古川氏とともに取材に応じた君島達己社長(6月末に相談役に就任)は「ストーリーや遊び方をスマホ向けに変えた『ポケモンGO』は大きな気づきになった」と語った。同作に匹敵するゲームを目指すが、古川氏は「(開発中のスマホゲームで)そういうものがあるとは言えない」とも指摘した。
スマホゲーム開発ではサイバーエージェントのゲーム事業子会社、サイゲームス(東京・渋谷)と資本提携する。協業先については「まずは開発現場での意気投合が重要」(古川氏)とした上で今後も拡大を示唆した。
スイッチでは販売地域を増やす。
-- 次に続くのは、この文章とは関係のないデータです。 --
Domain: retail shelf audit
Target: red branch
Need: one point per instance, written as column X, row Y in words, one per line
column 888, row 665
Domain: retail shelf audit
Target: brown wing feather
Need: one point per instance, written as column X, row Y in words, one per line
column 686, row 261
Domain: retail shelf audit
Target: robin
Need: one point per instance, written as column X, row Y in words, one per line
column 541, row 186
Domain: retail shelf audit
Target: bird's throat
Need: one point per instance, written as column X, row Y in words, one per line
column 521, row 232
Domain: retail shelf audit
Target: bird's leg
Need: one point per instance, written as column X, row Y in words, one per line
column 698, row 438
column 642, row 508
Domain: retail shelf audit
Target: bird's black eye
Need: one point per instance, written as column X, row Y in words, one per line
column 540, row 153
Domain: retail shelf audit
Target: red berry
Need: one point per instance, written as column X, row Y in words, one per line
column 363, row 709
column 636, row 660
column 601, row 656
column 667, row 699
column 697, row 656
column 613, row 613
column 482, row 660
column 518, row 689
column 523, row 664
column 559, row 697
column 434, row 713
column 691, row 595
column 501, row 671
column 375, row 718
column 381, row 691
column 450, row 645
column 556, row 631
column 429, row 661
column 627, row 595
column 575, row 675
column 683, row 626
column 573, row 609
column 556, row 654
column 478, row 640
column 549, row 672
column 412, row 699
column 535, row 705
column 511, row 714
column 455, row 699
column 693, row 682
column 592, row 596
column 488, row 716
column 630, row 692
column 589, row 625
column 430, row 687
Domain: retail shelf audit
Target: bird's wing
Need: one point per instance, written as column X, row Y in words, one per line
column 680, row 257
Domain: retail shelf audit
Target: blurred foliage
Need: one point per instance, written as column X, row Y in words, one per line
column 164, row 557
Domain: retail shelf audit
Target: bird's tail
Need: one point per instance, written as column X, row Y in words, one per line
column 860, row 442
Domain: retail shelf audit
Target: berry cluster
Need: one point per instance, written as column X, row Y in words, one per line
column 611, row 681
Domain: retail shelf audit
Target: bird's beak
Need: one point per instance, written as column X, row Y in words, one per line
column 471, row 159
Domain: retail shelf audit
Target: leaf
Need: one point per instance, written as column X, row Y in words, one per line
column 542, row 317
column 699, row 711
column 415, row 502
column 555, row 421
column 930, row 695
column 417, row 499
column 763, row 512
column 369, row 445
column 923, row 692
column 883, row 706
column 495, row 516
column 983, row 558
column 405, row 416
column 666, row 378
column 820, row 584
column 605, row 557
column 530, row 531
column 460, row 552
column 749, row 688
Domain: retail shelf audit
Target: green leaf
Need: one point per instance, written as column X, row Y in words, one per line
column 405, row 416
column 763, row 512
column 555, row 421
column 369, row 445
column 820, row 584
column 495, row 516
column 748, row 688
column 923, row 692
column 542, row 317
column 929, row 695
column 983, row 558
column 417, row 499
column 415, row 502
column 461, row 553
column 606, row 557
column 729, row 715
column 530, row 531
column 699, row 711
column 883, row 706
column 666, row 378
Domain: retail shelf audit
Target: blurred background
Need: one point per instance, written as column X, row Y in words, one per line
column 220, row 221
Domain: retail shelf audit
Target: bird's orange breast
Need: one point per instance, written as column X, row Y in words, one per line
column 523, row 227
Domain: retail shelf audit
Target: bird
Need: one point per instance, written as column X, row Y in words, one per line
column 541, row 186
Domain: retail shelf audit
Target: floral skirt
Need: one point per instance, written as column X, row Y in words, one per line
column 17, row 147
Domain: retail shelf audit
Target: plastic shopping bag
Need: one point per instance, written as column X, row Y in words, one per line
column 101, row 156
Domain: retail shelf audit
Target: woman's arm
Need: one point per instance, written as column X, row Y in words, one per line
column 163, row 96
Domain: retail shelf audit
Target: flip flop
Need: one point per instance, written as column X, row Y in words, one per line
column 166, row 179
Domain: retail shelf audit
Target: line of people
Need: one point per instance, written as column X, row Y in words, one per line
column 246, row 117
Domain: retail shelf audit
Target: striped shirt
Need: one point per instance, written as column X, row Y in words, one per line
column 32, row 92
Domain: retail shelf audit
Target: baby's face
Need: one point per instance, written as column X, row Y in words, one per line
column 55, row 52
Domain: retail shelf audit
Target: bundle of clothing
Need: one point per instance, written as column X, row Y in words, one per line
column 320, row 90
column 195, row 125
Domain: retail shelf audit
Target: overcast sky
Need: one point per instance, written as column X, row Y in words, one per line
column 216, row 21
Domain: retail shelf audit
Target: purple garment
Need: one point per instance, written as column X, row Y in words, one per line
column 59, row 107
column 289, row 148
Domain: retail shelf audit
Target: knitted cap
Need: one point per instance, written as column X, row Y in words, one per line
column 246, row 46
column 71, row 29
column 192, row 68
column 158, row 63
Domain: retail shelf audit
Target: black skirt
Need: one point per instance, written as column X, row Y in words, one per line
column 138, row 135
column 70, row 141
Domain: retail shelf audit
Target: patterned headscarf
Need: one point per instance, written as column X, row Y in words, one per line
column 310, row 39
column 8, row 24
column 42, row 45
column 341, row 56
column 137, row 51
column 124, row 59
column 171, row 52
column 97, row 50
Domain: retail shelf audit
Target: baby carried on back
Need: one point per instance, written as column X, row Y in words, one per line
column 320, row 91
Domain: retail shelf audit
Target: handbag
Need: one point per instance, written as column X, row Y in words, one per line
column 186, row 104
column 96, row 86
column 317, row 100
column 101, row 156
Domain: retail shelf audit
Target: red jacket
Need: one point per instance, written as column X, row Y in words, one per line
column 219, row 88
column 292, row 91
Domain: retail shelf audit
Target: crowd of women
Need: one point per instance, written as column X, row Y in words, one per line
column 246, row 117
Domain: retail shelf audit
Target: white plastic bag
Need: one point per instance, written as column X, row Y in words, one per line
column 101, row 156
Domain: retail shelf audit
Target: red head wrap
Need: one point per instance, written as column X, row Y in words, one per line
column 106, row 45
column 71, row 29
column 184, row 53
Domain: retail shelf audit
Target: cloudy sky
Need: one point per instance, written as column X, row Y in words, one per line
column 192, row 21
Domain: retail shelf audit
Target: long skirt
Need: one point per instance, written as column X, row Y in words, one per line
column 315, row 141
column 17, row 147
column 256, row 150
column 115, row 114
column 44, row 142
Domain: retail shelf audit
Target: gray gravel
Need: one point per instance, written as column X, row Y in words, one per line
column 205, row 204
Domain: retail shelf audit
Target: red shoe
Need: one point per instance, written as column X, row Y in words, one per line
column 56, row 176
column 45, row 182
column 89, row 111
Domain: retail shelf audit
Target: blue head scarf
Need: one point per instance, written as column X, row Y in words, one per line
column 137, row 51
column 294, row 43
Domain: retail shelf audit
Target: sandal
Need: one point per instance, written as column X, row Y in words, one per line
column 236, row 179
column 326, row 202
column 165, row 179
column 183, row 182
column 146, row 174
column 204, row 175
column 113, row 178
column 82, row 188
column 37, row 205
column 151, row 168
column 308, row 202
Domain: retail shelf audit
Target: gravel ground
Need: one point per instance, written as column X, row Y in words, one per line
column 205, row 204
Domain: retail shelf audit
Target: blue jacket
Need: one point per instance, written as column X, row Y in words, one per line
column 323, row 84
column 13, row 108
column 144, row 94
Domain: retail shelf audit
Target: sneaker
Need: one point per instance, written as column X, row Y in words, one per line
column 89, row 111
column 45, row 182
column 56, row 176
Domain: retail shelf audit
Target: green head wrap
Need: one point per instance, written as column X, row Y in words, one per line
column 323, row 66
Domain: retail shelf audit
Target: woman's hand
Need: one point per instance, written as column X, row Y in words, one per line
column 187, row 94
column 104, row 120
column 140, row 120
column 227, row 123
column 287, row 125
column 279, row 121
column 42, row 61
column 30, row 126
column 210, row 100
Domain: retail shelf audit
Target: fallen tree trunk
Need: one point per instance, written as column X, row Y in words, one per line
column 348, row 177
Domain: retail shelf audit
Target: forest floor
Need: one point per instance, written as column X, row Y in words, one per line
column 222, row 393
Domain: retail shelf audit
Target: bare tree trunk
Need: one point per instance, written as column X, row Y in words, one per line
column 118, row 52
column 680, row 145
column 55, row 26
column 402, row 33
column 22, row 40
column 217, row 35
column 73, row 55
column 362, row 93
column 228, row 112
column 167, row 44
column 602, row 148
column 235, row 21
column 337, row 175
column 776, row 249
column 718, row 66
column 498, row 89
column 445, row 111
販売代理店を通じて中東や東南アジアを中心に拡販し、約50の国と地域での販売から広げる。スマホゲームへのアクセス数を見ながら参入エリアを検討する。古川氏は「30年以上にわたって日米欧という比較的同じ地域だけで販売してきた。それ以外の新しいことをする対応力に課題がある」と指摘した。
君島氏は古川氏を社長に引き上げた理由について「開発陣の能力の引き出し方を知っており、ここ2年間で次世代の経営の土台を作った実績がある」と語った。古川氏は自身を含む5人の取締役で作る経営会議で意思決定する。古川氏は「商品の目利きで優れている人は他にいて、それが理にかなっているか最終判断を下すのが自分の役割」と話した。